Most scientists believe that Alzheimer’s is caused by a build-up of beta-amyloid, a sticky protein, in the brain. Whether this is because the brain produces too much or because it loses the ability to clear the plaque, scientists are still trying to suss out. One thing is for sure: When the brain has too much beta-amyloid, it forms into plaques that cause neuron death, which leads to the breakdown of memory and communication between parts of the brain.
Scientists at Washington University School of Medicine may have found a weapon to fight against this build-up. They developed an antibody that was able to clear the plaques in mice that were genetically engineered to develop Alzheimer’s. Study authors hope the findings will light the way to a treatment that could clear the plaques before the symptoms have a chance to develop.
“Many people build up amyloid over many years, and the brain just can’t get rid of it,” said senior author David Holtzman, MD, head of the Department of Neurology. “By removing plaques, if we start early enough, we may be able to stop the changes to the brain that result in forgetfulness, confusion and cognitive decline.”
Scientists now know that beta-amyloid starts to build up decades before Alzheimer’s symptoms start to show, up to 30 years before a diagnosis is likely. There’s still no effective treatment for Alzheimer’s, but most researchers now agree that in order to stop it in its tracks, it needs to be treated much earlier, before patients are symptomatic.
One way to get rid of the plaques is to target them with antibodies, but past studies have shown that doing so can trigger inflammation, which is also tied to Alzheimer’s. Instead, the Washington University researchers targeted a protein called ApoE, which is bundled inside of the plaques. Most humans have one of three variants of ApoE, and certain variants are considered the single most telling factor in whether a person will develop Alzheimer’s. When the antibody binds with ApoE, it attracts immune cells, which destroy it.

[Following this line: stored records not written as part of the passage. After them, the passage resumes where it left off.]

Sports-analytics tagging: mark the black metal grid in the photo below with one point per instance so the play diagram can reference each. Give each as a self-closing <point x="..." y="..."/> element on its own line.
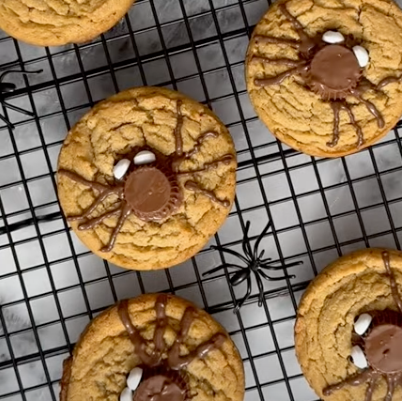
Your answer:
<point x="190" y="46"/>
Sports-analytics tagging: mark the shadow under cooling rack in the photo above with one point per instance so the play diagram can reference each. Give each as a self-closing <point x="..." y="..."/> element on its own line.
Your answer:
<point x="51" y="285"/>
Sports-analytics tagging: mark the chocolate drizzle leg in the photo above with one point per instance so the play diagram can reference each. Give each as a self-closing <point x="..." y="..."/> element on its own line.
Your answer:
<point x="394" y="286"/>
<point x="381" y="345"/>
<point x="160" y="382"/>
<point x="151" y="192"/>
<point x="177" y="131"/>
<point x="337" y="107"/>
<point x="193" y="186"/>
<point x="330" y="70"/>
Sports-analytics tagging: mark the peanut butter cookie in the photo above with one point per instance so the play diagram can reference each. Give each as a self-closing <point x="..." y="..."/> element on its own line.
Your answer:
<point x="326" y="76"/>
<point x="147" y="177"/>
<point x="348" y="331"/>
<point x="154" y="347"/>
<point x="58" y="22"/>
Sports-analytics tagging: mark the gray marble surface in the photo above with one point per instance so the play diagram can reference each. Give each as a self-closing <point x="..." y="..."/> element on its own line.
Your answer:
<point x="362" y="192"/>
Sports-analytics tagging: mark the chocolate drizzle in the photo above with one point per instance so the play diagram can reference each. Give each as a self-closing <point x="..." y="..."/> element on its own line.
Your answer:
<point x="330" y="70"/>
<point x="381" y="345"/>
<point x="151" y="192"/>
<point x="193" y="186"/>
<point x="160" y="384"/>
<point x="337" y="107"/>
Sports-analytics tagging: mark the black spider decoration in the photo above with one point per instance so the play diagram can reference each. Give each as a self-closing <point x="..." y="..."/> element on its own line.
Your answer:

In the experiment on mice, when the ApoE was destroyed, the plaques were destroyed along with it. Mice who were injected with the antibody, called HAE-4, had 50 percent fewer plaques than they did before they were injected.
What’s more, this antibody targeted only ApoE in the brain, even though it also exists in the blood. Because ApoE transports fats in the bloodstream, removing it could be dangerous.
“It turns out that the APOE in the plaques has a different structure than the form of APOE found in the blood,” Holtzman said. “The HAE-4 antibody recognized only the form found attached to the plaques in the brain.”